John Mansfield

Personal information
- Full name: John Vincent Mansfield
- Date of birth: 13 September 1946 (age 79)
- Place of birth: Colchester, England
- Position: Midfielder

Youth career
- Colchester United

Senior career*
- Years: Team / Apps / (Gls)
- 1964–1969: Colchester United / 34 / (3)
- Brentwood Town
- Chelmsford City
- Total:  / 34 / (3)

= John Mansfield (footballer) =

English footballer

John Vincent Mansfield (born 13 September 1946) is an English former footballer who played in the Football League as a midfielder for Colchester United.

==Career==

Born in Colchester, Mansfield signed for hometown club Colchester United as an apprentice, breaking into the first team in 1964 the day before his 18th birthday on 12 September in a 3–0 defeat to Brentford at Layer Road. He scored his first goal for the club on 10 May 1966 in a 1–0 victory at Southport.

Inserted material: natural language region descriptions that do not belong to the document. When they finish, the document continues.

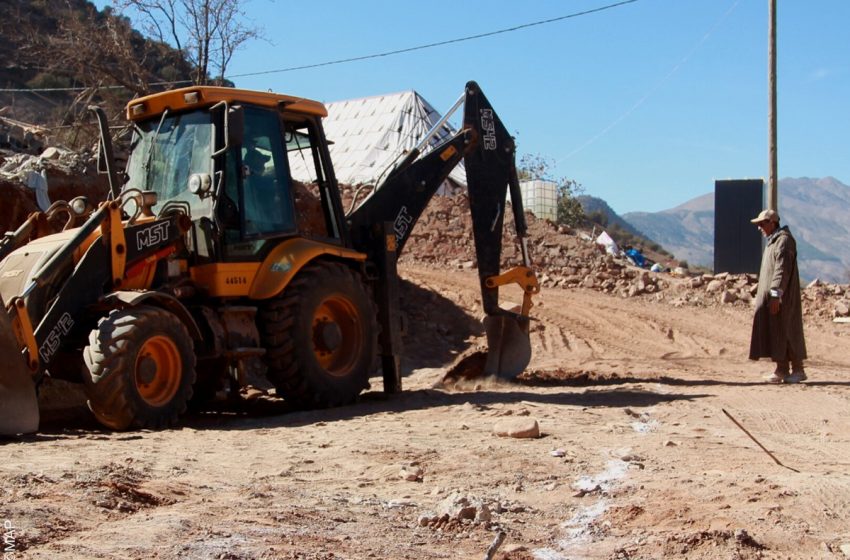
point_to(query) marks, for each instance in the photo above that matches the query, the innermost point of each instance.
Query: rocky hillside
(815, 209)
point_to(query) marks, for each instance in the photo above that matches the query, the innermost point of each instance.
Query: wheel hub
(147, 370)
(329, 336)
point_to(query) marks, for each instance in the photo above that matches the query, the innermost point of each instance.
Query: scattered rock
(517, 428)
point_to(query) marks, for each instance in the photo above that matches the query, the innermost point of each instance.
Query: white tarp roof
(371, 134)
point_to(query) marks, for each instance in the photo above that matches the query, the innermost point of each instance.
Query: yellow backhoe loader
(201, 271)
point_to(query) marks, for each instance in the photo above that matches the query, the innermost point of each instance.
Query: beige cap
(766, 216)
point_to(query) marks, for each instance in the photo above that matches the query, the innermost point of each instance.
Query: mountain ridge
(815, 209)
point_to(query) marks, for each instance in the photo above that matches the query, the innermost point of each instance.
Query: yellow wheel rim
(158, 370)
(337, 335)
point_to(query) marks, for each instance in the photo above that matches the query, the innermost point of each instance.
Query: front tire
(139, 368)
(321, 337)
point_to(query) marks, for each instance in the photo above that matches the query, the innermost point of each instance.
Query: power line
(652, 90)
(437, 44)
(370, 56)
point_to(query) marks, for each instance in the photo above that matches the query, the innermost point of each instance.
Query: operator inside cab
(264, 175)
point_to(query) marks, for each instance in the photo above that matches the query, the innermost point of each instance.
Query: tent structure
(372, 134)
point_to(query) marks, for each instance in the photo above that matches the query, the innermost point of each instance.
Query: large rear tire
(321, 337)
(139, 368)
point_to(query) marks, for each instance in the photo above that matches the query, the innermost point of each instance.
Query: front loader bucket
(508, 345)
(18, 401)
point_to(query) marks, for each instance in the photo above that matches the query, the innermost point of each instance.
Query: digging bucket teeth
(508, 345)
(18, 400)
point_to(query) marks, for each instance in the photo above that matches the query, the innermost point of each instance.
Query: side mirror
(235, 125)
(199, 184)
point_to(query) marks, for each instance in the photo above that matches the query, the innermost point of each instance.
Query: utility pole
(772, 196)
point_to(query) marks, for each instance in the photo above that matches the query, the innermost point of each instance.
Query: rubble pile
(567, 259)
(20, 137)
(31, 182)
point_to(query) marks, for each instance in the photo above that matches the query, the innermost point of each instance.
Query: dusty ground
(636, 458)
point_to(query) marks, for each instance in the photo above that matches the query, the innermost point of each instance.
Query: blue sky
(645, 105)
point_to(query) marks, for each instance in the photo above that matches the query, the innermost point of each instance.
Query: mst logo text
(152, 235)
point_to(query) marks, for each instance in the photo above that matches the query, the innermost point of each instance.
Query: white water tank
(540, 197)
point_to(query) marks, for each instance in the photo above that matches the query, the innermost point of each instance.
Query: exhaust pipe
(18, 399)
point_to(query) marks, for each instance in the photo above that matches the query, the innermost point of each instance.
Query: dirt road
(636, 457)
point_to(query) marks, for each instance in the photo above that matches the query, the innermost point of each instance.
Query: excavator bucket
(508, 345)
(18, 401)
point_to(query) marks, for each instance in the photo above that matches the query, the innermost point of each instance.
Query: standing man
(778, 320)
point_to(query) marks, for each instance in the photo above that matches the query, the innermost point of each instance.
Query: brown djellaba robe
(774, 335)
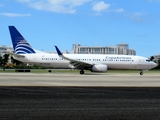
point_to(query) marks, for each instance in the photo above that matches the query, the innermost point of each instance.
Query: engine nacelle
(99, 68)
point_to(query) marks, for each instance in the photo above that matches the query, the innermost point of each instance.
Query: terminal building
(121, 49)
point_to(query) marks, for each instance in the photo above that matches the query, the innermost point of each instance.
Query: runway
(72, 96)
(100, 80)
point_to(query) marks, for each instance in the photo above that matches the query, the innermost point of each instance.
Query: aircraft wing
(77, 64)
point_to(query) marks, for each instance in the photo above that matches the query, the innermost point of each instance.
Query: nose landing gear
(141, 72)
(82, 72)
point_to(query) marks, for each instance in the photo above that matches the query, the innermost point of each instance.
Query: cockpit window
(148, 60)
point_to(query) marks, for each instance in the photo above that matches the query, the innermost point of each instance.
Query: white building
(122, 49)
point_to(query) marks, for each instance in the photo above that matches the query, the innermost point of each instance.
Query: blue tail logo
(20, 45)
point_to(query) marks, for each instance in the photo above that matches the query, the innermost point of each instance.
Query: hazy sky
(45, 23)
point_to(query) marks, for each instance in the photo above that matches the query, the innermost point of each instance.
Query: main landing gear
(141, 72)
(82, 72)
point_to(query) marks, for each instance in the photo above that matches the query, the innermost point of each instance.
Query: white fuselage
(112, 61)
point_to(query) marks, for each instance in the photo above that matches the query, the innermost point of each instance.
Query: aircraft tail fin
(20, 45)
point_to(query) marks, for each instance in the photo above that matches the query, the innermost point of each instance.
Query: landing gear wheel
(81, 72)
(141, 73)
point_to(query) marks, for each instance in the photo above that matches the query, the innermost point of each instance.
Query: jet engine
(99, 68)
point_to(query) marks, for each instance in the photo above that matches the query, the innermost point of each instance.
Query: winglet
(58, 51)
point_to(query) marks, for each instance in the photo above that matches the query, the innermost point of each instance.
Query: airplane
(93, 62)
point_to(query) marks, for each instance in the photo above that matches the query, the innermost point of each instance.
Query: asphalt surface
(82, 103)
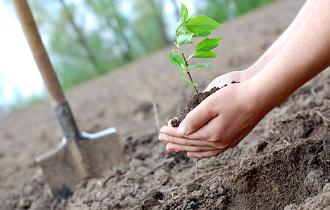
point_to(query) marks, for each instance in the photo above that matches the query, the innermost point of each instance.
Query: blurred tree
(107, 11)
(149, 25)
(157, 12)
(244, 6)
(81, 38)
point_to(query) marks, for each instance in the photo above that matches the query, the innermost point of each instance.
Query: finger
(184, 148)
(215, 83)
(204, 154)
(169, 130)
(183, 141)
(198, 117)
(169, 123)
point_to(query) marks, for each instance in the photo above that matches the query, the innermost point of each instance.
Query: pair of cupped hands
(220, 122)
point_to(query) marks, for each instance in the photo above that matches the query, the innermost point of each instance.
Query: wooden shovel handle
(45, 67)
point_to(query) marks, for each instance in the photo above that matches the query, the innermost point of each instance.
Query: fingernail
(163, 129)
(182, 128)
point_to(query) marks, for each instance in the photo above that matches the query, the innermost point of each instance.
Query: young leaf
(177, 59)
(204, 54)
(184, 39)
(208, 44)
(198, 65)
(181, 28)
(184, 12)
(202, 25)
(182, 75)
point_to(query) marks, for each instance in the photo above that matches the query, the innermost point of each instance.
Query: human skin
(223, 119)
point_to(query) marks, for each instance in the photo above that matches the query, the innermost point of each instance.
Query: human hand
(220, 122)
(228, 78)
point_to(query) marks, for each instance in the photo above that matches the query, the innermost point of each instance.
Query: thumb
(198, 117)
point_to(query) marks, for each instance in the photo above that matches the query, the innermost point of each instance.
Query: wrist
(262, 96)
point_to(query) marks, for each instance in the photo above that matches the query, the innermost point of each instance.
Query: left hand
(220, 122)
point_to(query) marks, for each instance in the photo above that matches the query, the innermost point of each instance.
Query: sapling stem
(188, 73)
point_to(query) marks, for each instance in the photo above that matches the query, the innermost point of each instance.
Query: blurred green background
(88, 38)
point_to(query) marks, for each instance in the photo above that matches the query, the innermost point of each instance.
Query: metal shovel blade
(77, 159)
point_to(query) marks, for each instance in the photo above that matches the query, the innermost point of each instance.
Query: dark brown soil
(194, 102)
(282, 163)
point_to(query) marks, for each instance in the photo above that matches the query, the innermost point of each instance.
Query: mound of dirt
(194, 102)
(283, 163)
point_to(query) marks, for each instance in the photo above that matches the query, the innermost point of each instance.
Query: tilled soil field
(283, 163)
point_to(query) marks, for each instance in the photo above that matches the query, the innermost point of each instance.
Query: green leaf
(204, 54)
(184, 12)
(202, 25)
(184, 39)
(182, 75)
(198, 65)
(177, 59)
(208, 44)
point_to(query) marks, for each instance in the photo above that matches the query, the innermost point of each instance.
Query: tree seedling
(188, 29)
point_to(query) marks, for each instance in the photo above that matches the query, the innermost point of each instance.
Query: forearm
(305, 55)
(281, 42)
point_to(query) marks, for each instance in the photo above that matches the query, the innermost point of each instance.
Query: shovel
(80, 155)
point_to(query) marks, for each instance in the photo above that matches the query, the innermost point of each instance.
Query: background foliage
(88, 38)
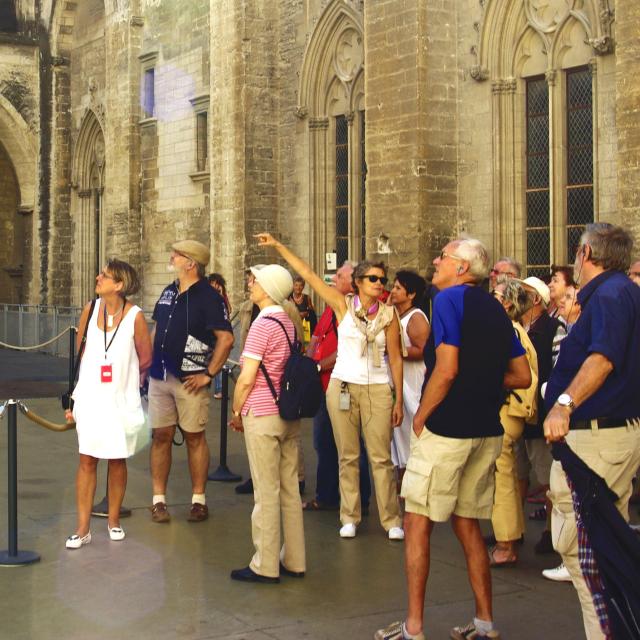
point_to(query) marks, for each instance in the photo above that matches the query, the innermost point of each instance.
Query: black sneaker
(101, 510)
(292, 574)
(544, 545)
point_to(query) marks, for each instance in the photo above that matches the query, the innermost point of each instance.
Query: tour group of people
(450, 392)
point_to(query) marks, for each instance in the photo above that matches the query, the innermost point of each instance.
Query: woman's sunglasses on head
(373, 279)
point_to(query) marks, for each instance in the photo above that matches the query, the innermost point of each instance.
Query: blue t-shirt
(469, 318)
(610, 325)
(185, 323)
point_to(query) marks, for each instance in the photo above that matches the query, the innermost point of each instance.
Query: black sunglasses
(374, 279)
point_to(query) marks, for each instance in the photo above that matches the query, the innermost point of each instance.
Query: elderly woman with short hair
(359, 395)
(107, 403)
(520, 405)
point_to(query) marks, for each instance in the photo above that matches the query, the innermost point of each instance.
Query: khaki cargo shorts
(447, 476)
(170, 404)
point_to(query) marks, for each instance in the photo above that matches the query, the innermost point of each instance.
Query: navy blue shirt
(185, 323)
(469, 318)
(610, 325)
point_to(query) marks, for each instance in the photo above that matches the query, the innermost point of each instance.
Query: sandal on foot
(500, 564)
(539, 514)
(75, 541)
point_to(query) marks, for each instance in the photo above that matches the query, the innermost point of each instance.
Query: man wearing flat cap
(192, 340)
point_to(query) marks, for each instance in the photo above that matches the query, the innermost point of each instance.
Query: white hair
(475, 253)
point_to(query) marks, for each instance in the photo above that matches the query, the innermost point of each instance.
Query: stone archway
(12, 231)
(87, 206)
(331, 99)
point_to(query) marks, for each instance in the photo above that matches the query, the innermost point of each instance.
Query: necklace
(111, 318)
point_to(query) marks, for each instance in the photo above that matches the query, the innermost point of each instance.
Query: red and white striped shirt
(267, 343)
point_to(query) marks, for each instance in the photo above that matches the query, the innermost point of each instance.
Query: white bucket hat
(539, 287)
(275, 280)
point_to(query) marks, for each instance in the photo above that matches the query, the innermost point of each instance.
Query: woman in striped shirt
(271, 441)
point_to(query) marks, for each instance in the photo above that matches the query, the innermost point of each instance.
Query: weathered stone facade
(336, 124)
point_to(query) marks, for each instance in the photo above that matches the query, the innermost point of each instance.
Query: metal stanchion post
(222, 473)
(72, 356)
(12, 556)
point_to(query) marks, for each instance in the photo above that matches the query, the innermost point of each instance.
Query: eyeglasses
(444, 254)
(373, 279)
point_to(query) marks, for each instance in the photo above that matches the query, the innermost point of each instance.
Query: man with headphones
(593, 394)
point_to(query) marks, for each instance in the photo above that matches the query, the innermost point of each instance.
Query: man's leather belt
(603, 423)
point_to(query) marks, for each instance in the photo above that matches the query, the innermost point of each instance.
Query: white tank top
(351, 365)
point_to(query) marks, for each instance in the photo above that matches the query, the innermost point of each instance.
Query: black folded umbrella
(608, 549)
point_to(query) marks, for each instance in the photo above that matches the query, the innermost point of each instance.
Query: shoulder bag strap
(264, 369)
(76, 366)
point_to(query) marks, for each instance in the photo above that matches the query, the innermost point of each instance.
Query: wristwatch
(565, 400)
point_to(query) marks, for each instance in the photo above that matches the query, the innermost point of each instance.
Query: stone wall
(628, 115)
(437, 146)
(11, 232)
(411, 142)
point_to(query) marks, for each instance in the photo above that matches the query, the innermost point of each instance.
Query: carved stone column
(504, 160)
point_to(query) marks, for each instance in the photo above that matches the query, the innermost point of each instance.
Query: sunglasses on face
(374, 279)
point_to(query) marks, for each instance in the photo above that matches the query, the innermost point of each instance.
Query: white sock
(483, 626)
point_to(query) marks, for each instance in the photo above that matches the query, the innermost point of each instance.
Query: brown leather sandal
(496, 564)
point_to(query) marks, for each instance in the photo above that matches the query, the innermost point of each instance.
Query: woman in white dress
(359, 397)
(107, 407)
(408, 290)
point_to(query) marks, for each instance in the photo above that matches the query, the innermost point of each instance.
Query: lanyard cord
(104, 328)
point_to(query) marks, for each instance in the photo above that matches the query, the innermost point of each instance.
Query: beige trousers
(370, 410)
(507, 517)
(613, 454)
(272, 447)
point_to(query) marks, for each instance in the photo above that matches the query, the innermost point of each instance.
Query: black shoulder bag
(66, 399)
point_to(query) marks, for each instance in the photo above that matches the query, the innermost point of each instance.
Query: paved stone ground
(172, 581)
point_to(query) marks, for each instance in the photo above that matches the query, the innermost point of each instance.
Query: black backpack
(300, 388)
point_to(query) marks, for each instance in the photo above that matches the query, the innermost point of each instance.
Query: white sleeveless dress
(413, 372)
(105, 413)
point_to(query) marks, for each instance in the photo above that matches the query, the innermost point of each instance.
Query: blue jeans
(327, 483)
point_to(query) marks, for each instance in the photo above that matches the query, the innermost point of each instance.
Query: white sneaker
(116, 533)
(348, 530)
(558, 574)
(396, 533)
(75, 541)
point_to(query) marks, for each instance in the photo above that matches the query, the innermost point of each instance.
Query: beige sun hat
(275, 280)
(193, 249)
(539, 287)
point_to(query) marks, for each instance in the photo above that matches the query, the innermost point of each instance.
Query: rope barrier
(43, 422)
(37, 346)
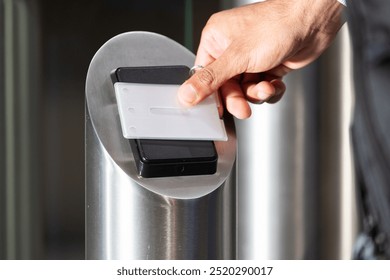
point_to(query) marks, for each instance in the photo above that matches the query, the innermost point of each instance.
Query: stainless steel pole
(128, 217)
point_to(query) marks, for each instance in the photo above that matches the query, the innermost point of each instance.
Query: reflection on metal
(296, 191)
(128, 217)
(19, 84)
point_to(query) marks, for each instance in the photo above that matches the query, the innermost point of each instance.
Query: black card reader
(165, 158)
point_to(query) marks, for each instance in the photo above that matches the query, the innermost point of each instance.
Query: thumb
(209, 79)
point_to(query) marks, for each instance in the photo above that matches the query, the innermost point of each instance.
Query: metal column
(128, 217)
(296, 189)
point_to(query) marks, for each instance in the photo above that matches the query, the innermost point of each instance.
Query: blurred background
(296, 188)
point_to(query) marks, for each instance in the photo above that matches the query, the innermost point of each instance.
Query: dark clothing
(369, 24)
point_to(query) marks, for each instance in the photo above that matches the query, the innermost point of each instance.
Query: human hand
(246, 51)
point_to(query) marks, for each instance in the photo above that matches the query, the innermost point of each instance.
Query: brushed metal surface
(128, 217)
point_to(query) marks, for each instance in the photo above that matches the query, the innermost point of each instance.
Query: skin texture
(246, 51)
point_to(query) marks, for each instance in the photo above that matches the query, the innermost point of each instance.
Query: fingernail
(187, 94)
(262, 96)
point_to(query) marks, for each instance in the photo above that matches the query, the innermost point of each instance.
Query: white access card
(152, 111)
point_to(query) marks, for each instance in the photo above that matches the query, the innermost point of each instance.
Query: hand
(246, 51)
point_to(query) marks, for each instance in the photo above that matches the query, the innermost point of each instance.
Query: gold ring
(194, 69)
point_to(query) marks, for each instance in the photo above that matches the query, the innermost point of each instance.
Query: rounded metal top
(145, 49)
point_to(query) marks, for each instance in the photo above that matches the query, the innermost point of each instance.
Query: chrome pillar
(296, 194)
(20, 191)
(128, 217)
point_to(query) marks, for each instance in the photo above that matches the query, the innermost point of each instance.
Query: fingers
(234, 99)
(209, 79)
(260, 88)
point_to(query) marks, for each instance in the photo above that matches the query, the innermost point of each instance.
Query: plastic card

Mansfield was involved in 34 Football League games between his debut in 1964 and his final game in 1968, a 1–0 home defeat to Workington in the League Cup on 4 September. He had scored three goals for the club with his final goal scored on 3 December 1966 in a 4–0 away win against Darlington.

After leaving Colchester following his final appearance, he went on to join non-league outfits Brentwood Town and Chelmsford City.